The other book is the Northamptonshire Record Society's edition of the later diaries of Lady Knightley of Fawsley. Lady Knightley was a remarkable woman and a separate posting about her when TH has finished reading her diaries will follow. She was married to Sir Rainald Knightley, later Lord Knightley of Fawley, a Tory MP of outstandingly old-fashioned views on politics and Parliament.

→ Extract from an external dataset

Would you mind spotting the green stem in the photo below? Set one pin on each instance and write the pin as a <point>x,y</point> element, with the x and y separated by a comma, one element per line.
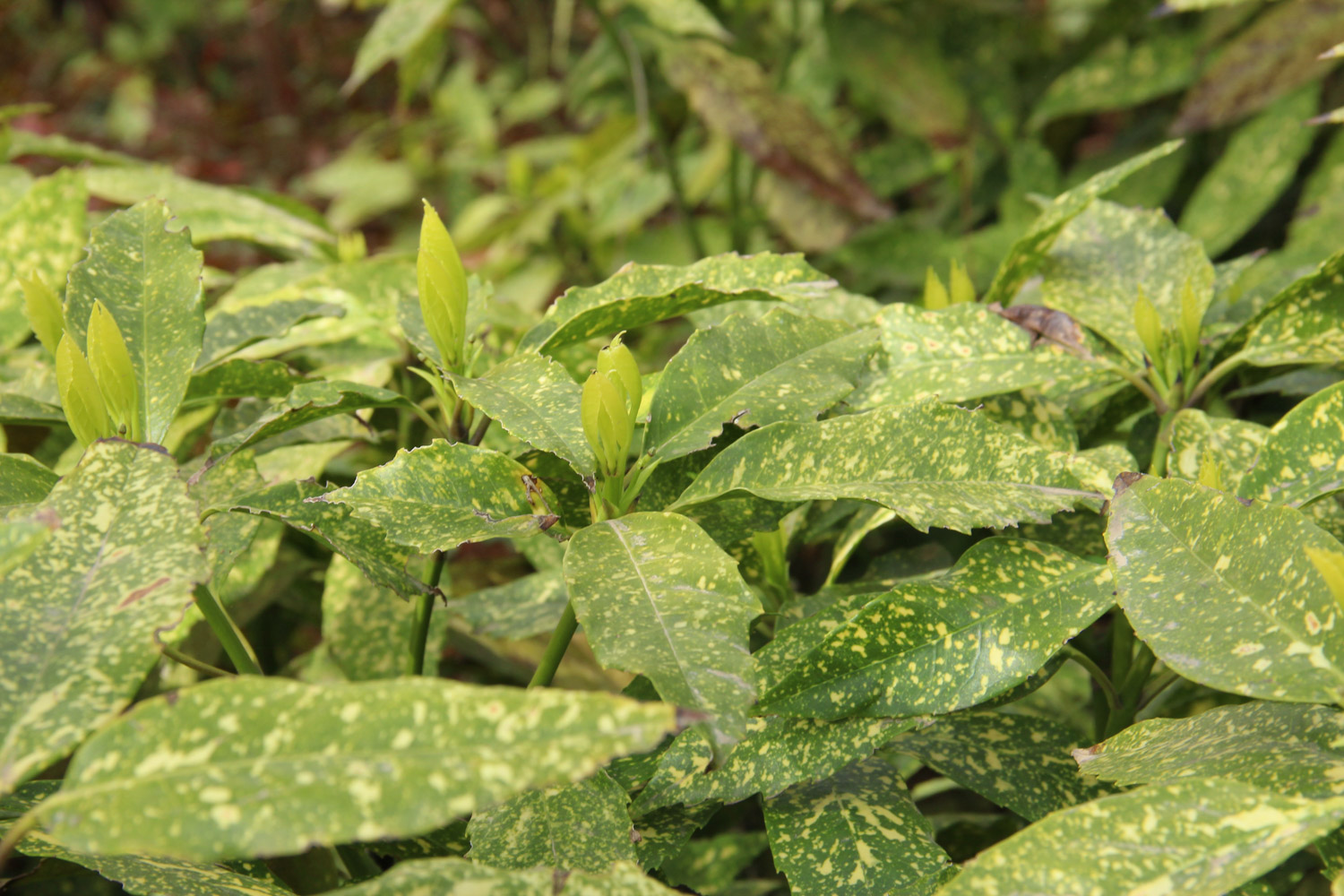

She, therefore, spent much time in political social circles and recorded her impressions of the people she met and of the various events as they unfolded. She campaigned for her husband, which he was rather uneasy about as he did not think that women should speak in public but, apparently, accepted. She was one of the earliest Dames of the Primrose League about which she wrote with characteristic vigour and humour on May 12, 1885:
This morning I spent on a Girls' Friendly Society Committee [one of many organizations Lady Knightley was active in]; then came back here to receive a visit from Lady Wimborne [sister of Lord Randolph Churchill] and be enrolled as a 'dame' in the Primrose League... It sounds all rubbish but the objects, 'the maintenance of Religion, of he Estates of the Realm and of the ascendancy of the British Empire', are excellent and I can quite believe that the paraphernalia helps to keep the Conservatives together; means, in short and army of unpaid canvassers.

The rest of the day's entry presents a picture of a day that is exhausting to read about, never mind experience.

Lady Knightley was also an active member of various Conservative suffragist societies and a numerous charitable and social organizations, usually finding herself on committees or in charge of the literature. As mentioned above, a fuller posting will follow in due course.

Despite all the activity, she found time to keep a diary throughout most of her life. The early parts of the journal were edited by Julia Cartwright, later Mrs Ady and published in 1915 and are now available on line. The journals of the years 1885 to 1913 (when she died) were edited and exhaustively annotated by Peter Gordon and published 1999. These are the ones TH has been reading. They are not for the faint-hearted but are, nevertheless engrossing. In both these attributes Politics and Society: The Journals of Lady Knightley of Fawsley 1885 to 1913 resemble A Ride to Khiva.